Obviously we were very aware of the crucial role small & independent authors, publishers and distributors played in supplying books on alternative issues, and we purposely set out to support small independents by buying direct from them, which as a small independent bookshop we could easily do this. It is harder for international giant corporations to be that flexible & work with such diversity. It is a sad fact that centralised ordering based on profitability inevitably leads to a reduction in the range available to the reader. Only the bestsellers get a look in. As more small bookshops close you'll find fewer and fewer titles on sale. We ourselves always shop locally for food and provisions on Mill Road.

7/ What are your plans for Libra Aries for the future?
We are going to continue selling mail order via the internet and taking our bookstall out to camps and festivals, hopefully Strawberry Fair will be back again soon [note from me, this was a bit of a scandal, the police stopped Strawberry Fair], that's one of our favorite events! We also stand on Cambridge market square every wednesday.
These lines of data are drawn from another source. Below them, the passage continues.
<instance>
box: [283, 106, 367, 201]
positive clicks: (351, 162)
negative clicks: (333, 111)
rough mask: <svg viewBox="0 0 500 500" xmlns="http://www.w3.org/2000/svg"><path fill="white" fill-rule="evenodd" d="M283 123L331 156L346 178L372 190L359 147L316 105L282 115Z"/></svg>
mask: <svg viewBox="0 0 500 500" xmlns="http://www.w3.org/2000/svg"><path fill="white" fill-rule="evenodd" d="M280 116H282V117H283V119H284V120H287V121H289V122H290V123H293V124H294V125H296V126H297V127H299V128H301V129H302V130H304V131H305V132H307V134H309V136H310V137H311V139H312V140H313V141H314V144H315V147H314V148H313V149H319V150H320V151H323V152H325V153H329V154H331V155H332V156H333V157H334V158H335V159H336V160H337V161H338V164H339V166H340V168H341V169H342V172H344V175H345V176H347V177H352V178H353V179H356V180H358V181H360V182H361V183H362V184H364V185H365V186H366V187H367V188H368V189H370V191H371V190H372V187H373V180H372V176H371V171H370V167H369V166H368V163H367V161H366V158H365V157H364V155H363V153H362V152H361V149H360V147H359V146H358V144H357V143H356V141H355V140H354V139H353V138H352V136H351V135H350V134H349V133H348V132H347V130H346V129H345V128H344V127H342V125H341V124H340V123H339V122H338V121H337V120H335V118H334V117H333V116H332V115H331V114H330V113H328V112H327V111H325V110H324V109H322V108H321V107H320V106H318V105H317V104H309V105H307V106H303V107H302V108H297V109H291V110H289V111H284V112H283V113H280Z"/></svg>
You can see more of Libra Aries on their website, where you can buy online, and see them in real life on the market on Wednesdays on their cheerful stall. It’s lovely to have you still around, Tim and Jean, and I hope things go from strength to strength for Libra Aries (the one question I didn’t ask, was, why are you called Libra Aries, and my partner is upset because he wanted to know the answer. Never mind. Interviewing, it is hard ;-).


Marushka C. said...

I used to do marketing materials for independent bookstores here in the U.S. and it is a very tough market to be in. It's great to see you giving the spotlight to a small independent store -- they're the ones with character.

Susie said...

Thank you Marushka. You're right, very tough market.

I must say, I was shocked when I was doing this interview to realise quite how many independent book shops have closed in Cambridge recently - and all of them were nice, friendly, had great stock etc (because I know it's always tempting to think, if little shops were as good as chains they'd be able to compete, but I definitely don't think this is the case).